柳勤心中暗笑,“就這麽定了。”就知道這激將法一定好用。
姚香林說完就有些後悔,“但……下周三開始,我得去聲樂老師家學專業課,從周三到周五。”
“知道了。”柳勤道。
正說著,上課鈴聲響了。
班主任魏老師進了教室,班級裏很快安靜下來。
魏老師環顧四周,對學生們的紀律性很是滿意,“好,我們上課。我這人上課有個‘陋習’,你們聽說了嗎?”
“聽說了。”
大家齊齊回答,回答完卻又好像被自己逗笑,哄堂大笑起來。
魏老師也跟著笑了,“大家聽說了就好辦,那麽我們的第一節課,要從誰開始開刀呢?”
大家紛紛開始舉薦。
有損友推薦自己好友的,有說按照學號的,有說學號從前向後,有說學號從後向前,還有人說從班幹部開始下刀。
魏老師點了點頭,“同學們很有提議,好,我們就從班幹部開刀。”不壞好意地看向某些同學,“兩位班長,上來吧?”
陸思從座位上站了起來,從容上了講台。
柳勤正在思考今天要給姚香林留什麽作業,身旁就有同學好心提醒,“柳勤,老師讓你上台聽寫呢。”
柳勤這才恍然大悟——哦對了,她已經是副班長了,這平頭百姓當久了,一下子掛了職位,還不習慣。
“好,謝謝。”給身旁同學道了聲謝,柳勤上了講台。
魏老師笑眯眯,“接下來,是生活委員和學習委員,請吧。”
於是,文科大榜第二的程小邱和文科大榜第三的楚皓上了講台。
第一次體驗魏老師“陋習”的同學們饒有興致地看向台上四名學霸,這種感覺就好像武俠小說裏把四大高手湊一起來一場華山論劍那麽刺激。
“座位上的同學也別閑著,都拿出紙和筆跟著聽寫,考驗一下自己差在哪。”
嘩啦啦的翻本聲,所有同學也做好了準備。
魏老師對著講台上的四人問道,“你們是想聽寫上一堂課的內容,還是全本書的單詞。”
同學們覺得,有好戲看了。
講台上四人麵麵相覷,“都可以。

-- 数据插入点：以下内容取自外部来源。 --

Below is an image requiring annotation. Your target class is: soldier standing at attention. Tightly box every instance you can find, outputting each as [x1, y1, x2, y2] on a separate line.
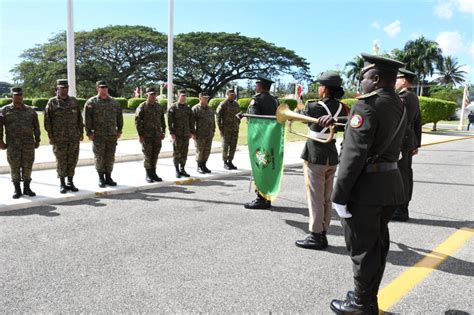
[392, 69, 421, 221]
[191, 92, 216, 174]
[0, 87, 41, 199]
[44, 79, 84, 194]
[216, 90, 240, 170]
[244, 77, 278, 209]
[135, 87, 166, 183]
[168, 90, 194, 178]
[326, 54, 406, 314]
[84, 80, 123, 188]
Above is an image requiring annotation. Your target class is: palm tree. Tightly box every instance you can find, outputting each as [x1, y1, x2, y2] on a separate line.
[435, 56, 466, 87]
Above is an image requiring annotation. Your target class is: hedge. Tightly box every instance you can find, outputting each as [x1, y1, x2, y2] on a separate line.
[418, 96, 456, 130]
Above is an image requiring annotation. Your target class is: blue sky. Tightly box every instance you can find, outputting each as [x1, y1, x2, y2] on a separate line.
[0, 0, 474, 87]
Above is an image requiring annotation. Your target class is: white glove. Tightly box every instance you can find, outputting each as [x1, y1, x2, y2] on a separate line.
[332, 202, 352, 218]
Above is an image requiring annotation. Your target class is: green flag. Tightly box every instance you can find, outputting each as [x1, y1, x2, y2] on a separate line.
[247, 117, 285, 200]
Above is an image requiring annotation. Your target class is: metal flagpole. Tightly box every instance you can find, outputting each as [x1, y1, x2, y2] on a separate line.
[66, 0, 77, 97]
[168, 0, 174, 108]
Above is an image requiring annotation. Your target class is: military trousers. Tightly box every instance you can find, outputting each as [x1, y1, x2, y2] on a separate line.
[142, 137, 161, 170]
[92, 135, 117, 173]
[194, 135, 213, 163]
[222, 130, 239, 161]
[173, 136, 189, 166]
[53, 139, 80, 177]
[304, 161, 337, 233]
[7, 143, 35, 183]
[341, 202, 397, 303]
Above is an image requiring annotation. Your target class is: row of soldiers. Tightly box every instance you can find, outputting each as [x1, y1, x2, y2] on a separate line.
[0, 79, 240, 199]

”還能怎麽回答?
於是,老狐狸魏老師就這麽順坡下驢,開始了全本書單詞的聽寫。
柳勤沒有絲毫擔憂,她知道自己英語底子差,而最直觀追趕英語成績的方法就是背單詞。所以如果老師考什麽語法、完形填空、單選,她會出錯,唯獨這個單詞項目她無所畏懼。
台上四人,除了柳勤外的三人,聽見說考全本書的單詞,也是倒吸了一口氣。
不是不會,隻是怕紕漏。
馬有失蹄,那麽多單詞,誰敢保證百分百都能背下來?
眾人捏著粉筆,在台上靜默。
考試開始了。
每一個單詞,魏老師隻說漢語和詞性,除非碰見極易混淆的單詞,否則不讀英語,因為到了高中水平,幾乎同學們都能根據英文發音拚出單詞內容。

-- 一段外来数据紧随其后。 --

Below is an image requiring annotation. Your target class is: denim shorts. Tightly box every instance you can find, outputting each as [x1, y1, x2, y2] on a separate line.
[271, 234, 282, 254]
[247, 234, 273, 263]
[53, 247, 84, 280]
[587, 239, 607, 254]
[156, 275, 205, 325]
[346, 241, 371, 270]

講台上,老師每考出一個單詞,四人幾乎毫無考慮直接寫出答案,個別一些單詞需要思索一下。
座位上的同學,有些不抬頭,專注自己的聽寫;有的則是敷衍了事,主要看講台上的熱鬧。
好在,魏老師沒趕盡殺絕,隻考了三十個單詞。
考完單詞,柳勤自動自覺地站在講台的一旁——這是魏老師課堂的習慣,要不然怎麽叫“掛黑板”?
陸思等人見柳勤站了過去,也跟著站了過去。
於是五班的四名頂級班幹部就站在講台一旁,好像庭審的嫌疑犯。
魏老師開始批卷打分,座位上的同學們興致勃勃。
不可思議的事情出現了,陸思有一個單詞拚寫錯誤,程小邱有一個單詞沒寫出來,楚皓有兩個單詞寫錯,唯獨柳勤一個單詞都沒錯,其筆跡工整得好像印刷體,字母準確得好像抄上去一樣。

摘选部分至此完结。